Bir dere kenarında elindeki derileri suya soka çıkara yıkayan yaşlı bir adam görürler. Yaşlı Adam derileri suya sokup çıkarıyor sonra da döverek tabaklıyordu. Padişah, ihtiyarı selamlar;
“Selamünaleyküm ey pir’i fani...”
“Aleykümselam ey serdar’ı cihan...” diye mukabele eder Yaşlı Adam.
Padişah sorar ;
“Altılarda ne yaptın?”
“Altıya altı katmayınca, otuz ikiye yetmiyor.” der Yaşlı Adam, hemen, hiç düşünmeden, şipşak diye.
Padişah, aldığı cevabı anlamış olarak yine sorar :
“Geceleri kalkmadın mı?”
“Kalktık... Lakin ellere yaradı.” der Yaşlı Adam.
Padişah güler;
“Bir kaz göndersem yolar mısın?” der, bariz kinayeli.
“Hem de cıyaklatmadan.” der Yaşlı Adam, hafiften gülümseyerek.
Padişahla başvezir adamın yanından ayrılıp yola koyulmuşlar.
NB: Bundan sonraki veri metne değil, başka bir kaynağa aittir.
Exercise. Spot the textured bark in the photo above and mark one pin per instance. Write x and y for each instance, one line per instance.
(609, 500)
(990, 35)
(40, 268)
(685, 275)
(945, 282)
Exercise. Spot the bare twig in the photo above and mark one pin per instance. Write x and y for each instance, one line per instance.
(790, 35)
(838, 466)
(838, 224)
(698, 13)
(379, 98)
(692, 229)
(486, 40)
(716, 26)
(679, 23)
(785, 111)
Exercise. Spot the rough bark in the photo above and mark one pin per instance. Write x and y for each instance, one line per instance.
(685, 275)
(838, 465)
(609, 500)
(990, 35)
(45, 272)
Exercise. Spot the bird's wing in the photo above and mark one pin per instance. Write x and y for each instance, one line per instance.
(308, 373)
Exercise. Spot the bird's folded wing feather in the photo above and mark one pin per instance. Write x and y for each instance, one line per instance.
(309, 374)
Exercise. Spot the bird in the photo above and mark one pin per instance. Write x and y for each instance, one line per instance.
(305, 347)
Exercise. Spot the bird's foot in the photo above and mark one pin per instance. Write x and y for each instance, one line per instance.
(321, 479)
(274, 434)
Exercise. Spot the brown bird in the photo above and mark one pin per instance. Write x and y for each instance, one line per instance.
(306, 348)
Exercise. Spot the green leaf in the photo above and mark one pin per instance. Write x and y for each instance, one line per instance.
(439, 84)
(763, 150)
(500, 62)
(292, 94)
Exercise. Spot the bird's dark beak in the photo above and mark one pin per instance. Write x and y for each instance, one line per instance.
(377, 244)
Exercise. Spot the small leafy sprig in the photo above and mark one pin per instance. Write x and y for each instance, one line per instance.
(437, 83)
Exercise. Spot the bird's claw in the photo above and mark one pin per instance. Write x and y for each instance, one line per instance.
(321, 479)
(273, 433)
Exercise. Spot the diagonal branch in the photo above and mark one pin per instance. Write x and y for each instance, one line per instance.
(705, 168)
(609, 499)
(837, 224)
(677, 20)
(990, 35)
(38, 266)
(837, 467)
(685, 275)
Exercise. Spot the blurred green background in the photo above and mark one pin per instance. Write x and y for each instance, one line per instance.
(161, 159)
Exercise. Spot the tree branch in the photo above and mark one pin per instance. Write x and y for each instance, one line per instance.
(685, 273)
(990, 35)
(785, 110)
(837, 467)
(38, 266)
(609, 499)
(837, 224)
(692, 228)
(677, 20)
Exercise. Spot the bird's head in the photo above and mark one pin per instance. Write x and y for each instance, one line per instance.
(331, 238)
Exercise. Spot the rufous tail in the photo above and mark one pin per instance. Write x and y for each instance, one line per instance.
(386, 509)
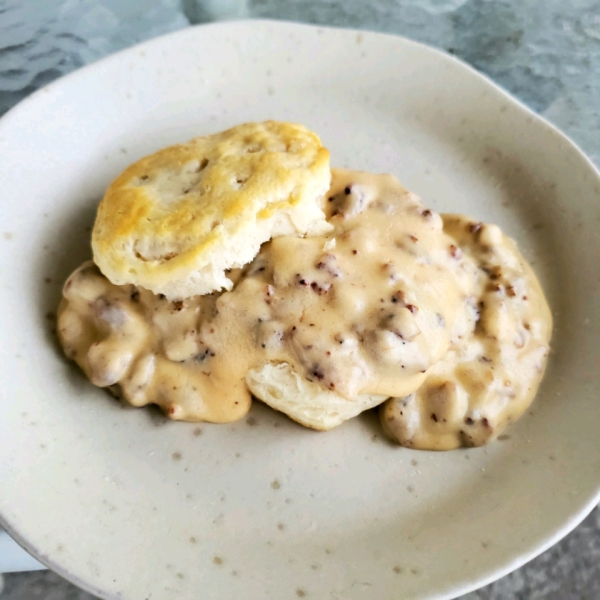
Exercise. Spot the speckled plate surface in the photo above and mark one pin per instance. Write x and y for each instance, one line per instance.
(131, 506)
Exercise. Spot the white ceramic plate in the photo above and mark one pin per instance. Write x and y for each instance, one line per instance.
(130, 506)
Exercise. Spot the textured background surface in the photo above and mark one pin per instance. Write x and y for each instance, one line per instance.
(545, 53)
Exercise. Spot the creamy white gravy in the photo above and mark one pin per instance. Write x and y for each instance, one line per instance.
(394, 301)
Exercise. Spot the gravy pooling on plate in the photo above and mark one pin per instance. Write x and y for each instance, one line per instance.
(440, 314)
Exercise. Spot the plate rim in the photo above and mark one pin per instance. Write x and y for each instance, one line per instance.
(538, 120)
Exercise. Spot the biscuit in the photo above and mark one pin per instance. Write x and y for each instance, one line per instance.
(306, 402)
(176, 221)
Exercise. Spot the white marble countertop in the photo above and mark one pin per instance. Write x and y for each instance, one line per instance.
(547, 54)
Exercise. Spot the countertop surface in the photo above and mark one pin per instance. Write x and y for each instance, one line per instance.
(547, 54)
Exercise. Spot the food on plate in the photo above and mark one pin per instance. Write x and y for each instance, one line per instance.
(487, 379)
(176, 221)
(339, 295)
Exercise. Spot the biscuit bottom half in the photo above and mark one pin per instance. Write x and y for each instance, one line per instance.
(438, 319)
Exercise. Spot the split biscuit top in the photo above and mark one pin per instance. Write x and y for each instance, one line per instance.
(175, 222)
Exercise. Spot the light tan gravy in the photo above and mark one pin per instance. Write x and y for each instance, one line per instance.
(375, 307)
(488, 380)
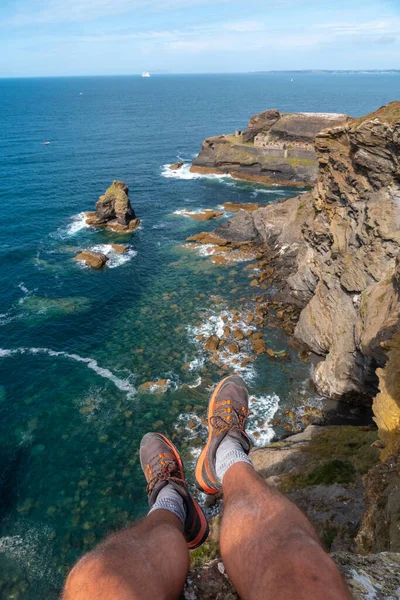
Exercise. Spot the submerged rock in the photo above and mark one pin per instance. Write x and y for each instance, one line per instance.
(212, 343)
(114, 210)
(96, 260)
(205, 215)
(119, 248)
(176, 166)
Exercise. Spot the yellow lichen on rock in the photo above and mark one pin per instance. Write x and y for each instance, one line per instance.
(386, 405)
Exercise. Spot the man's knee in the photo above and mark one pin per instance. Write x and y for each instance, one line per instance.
(84, 577)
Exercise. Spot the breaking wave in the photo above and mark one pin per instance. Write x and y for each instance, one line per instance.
(114, 259)
(122, 384)
(184, 173)
(262, 411)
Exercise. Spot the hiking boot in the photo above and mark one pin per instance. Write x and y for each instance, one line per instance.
(227, 414)
(161, 466)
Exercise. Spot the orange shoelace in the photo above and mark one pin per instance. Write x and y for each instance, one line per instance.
(161, 468)
(227, 417)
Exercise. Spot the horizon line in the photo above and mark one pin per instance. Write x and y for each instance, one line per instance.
(164, 74)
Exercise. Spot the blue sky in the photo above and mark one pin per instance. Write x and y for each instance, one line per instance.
(101, 37)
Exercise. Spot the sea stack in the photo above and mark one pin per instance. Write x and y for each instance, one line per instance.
(114, 210)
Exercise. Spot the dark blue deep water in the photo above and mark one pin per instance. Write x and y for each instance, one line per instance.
(75, 343)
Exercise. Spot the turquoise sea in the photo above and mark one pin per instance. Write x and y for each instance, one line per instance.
(76, 344)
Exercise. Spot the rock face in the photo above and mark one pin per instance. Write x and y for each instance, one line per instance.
(114, 210)
(338, 248)
(341, 244)
(96, 260)
(274, 148)
(302, 466)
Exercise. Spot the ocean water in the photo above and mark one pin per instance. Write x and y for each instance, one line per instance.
(76, 344)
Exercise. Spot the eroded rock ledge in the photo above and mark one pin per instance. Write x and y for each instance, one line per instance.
(275, 148)
(342, 247)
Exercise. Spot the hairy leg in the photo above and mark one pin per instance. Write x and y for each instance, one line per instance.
(269, 548)
(145, 562)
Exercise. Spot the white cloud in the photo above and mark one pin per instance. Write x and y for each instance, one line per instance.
(384, 27)
(244, 26)
(61, 11)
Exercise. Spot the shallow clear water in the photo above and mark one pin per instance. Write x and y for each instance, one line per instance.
(76, 344)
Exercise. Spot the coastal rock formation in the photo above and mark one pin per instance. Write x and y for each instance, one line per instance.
(96, 260)
(119, 248)
(320, 469)
(335, 254)
(114, 210)
(340, 247)
(274, 148)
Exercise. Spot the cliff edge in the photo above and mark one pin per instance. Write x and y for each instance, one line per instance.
(335, 253)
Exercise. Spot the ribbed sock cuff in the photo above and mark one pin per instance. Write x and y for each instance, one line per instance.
(229, 453)
(169, 499)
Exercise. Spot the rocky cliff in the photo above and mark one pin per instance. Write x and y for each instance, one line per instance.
(274, 148)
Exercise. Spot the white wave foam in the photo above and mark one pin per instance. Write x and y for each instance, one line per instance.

Padişah başvezire dönüp;
“Ne konuştuğumuzu anladın mı?” der.
“Hayır padişahım.” der başvezir, bariz mahcup.
Padişah sinirlenir.
“Bu akşama kadar ne konuştuğumuzu anlamazsan kelleni alırım.” der padişah.
Korkuya kapılan başvezir, padişahı saraya bıraktıktan sonra telaşla dere kenarına döner. Yaşlı Adam hâlâ dere kenarındadır ve aynı şekilde çalışmaya devam etmektedir. Koşarcasına varır Yaşlı Adam’ın yanına;
“Ne konuştunuz siz padişahla?” diye sorar, tehdit eder gibi.
Yaşlı Adam, başveziri şöyle bir süzer;
“Kusura bakma. Bedava söyleyemem. Ver bir yüz altın söyleyeyim.” der.
Başvezir çaresiz çıkarır yüz altını verir ve başlar sormaya.
“Sen padişahı, serdar-ı cihan, diye selamladın. Nereden anladın padişah olduğunu?”
Yaşlı Adam, bilgece gülümser.
“Ben dericiyim. Onun sırtındaki kürkü padişahtan başkası giyemezdi.” der.
Başvezir kafasını kaşır ve düşünür de aynı zamanda.
“Peki, altılara altı katmayınca, otuz ikiye yetmiyor ne demek?”
Yaşlı Adam, bu soruya cevap vermek için de baş vezirden bir yüz altın daha alır.
“Padişah, altı aylık yaz döneminde çalışmadın mı ki, kış günü çalışıyorsun diye sordu. Ben de, yalnızca altı ay yaz değil, altı ay da kış çalışmazsak, yemek bulamıyoruz dedim. Otuz ikiyse ağızdaki dişten kinaye, boğaz…”
Başvezir buna da ikna olur ve yeni bir soru daha sorar.
“Geceleri kalkmadın mı ne demek?”
Yaşlı Adam, bir yüz altın daha alır ve öyle cevap verir.
“Çocukların yok mu diye sordu. Var, ama hepsi kız. Evlendiler, başkasına yaradılar, dedim.”
Başvezir "Anladım" manasında kafasını sallayarak sormaya devam eder.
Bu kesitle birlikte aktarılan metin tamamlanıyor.